Question

A tin of oil was $ \dfrac{4}{5} $ full. When 6 bottles of oil was taken out and 4 bottles of oil was poured into it was $ \dfrac{3}{4} $ full. How many bottles of oil can the tin contain?
(a) 10
(b) 20
(c) 30
(d) 40

Answer 1

Hint: First, a process is done in which 6 bottles of oil is taken out and then 4 bottles of oil is poured into it to get the tin as $ \dfrac{3}{4} $ full and we are given with the condition that $ \dfrac{4}{5} $ of the tin is full. Then, from the above two conditions, we get that $ \dfrac{3}{4} $ of x is subtracted from $ \dfrac{4}{5} $ of x then the number of bottles of oil changes from 6 to 4. Then, solve the above expression to get the value of x which is the number of bottles required to fill the tin.
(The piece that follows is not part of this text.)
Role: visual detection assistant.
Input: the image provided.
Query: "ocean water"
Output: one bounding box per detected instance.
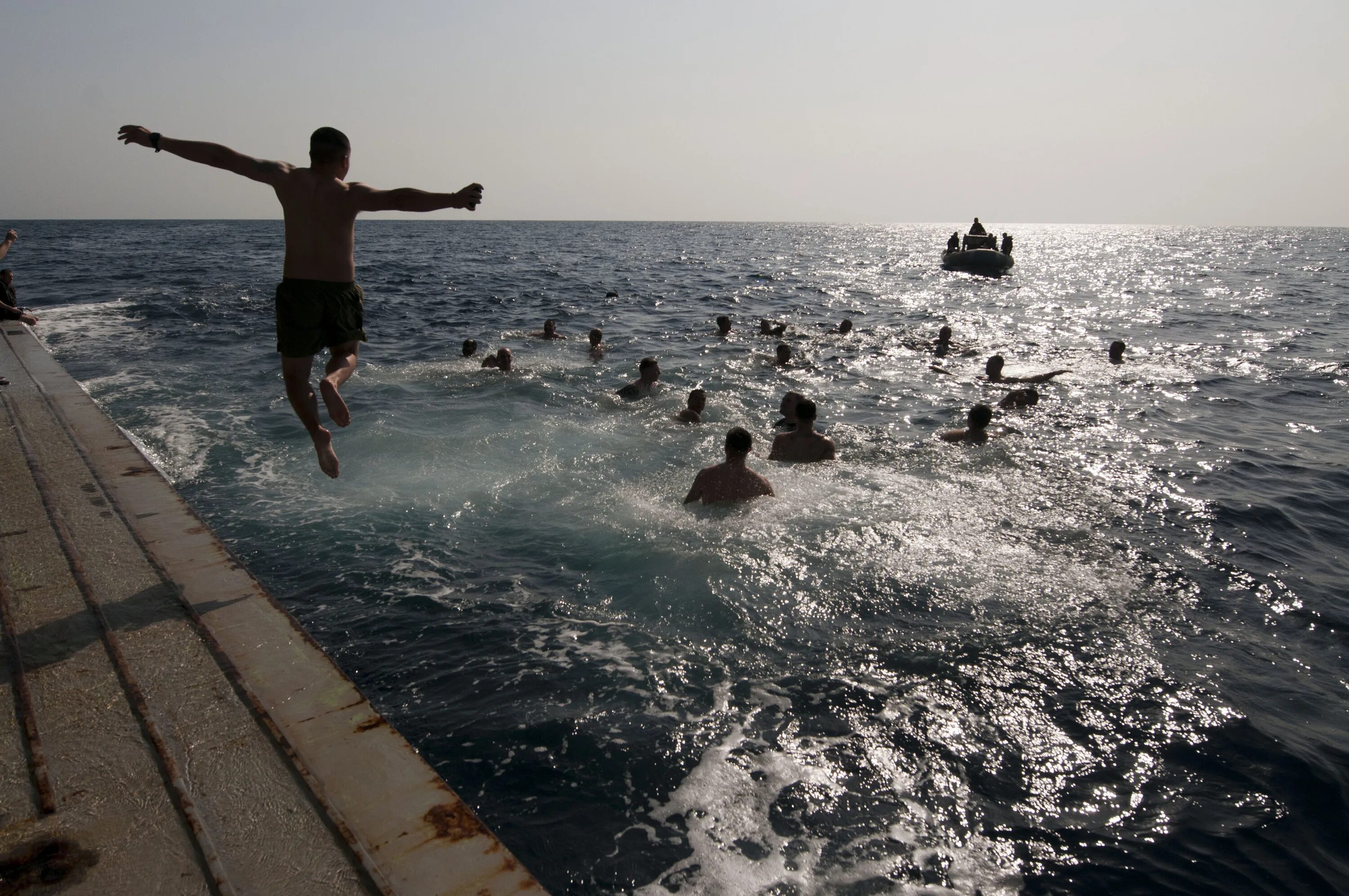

Complete step-by-step answer:
In this question, we are supposed to find the number of bottles required to fill the tin completely.
So, before proceeding for this, we need to suppose the number of bottles be x.
Then, we are given the condition that $ \dfrac{4}{5} $ of the tin is full.
Then, a process is done in which 6 bottles of oil are taken out and then 4 bottles of oil is poured into it to get the tin as $ \dfrac{3}{4} $ full.
Now, from the above two conditions, we get that $ \dfrac{3}{4} $ of x is subtracted from $ \dfrac{4}{5} $ of x then the number of bottles of oil changes from 6 to 4.
So, we get the expression for the following condition as:
 $ \dfrac{4}{5}x-\dfrac{3}{4}x=6-4 $
Then, solve the above expression to get the value of x which is the number of bottles required to fill the tin as:
 $ \begin{align}
  & \dfrac{16x-15x}{20}=2 \\
 & \Rightarrow \dfrac{x}{20}=2 \\
 & \Rightarrow x=40 \\
\end{align} $
So, the required number of bottles to fill the tin completely is 40 bottles.
So, the correct answer is “Option D”.

Note: Now, to solve these types of questions we must be careful with the calculations of the questions as this is only a mistake we can make as the question is very simple and straightforward. Moreover, we must be aware of the fact that $ \dfrac{4}{5} $ is greater than $ \dfrac{3}{4} $ to get the answer correctly.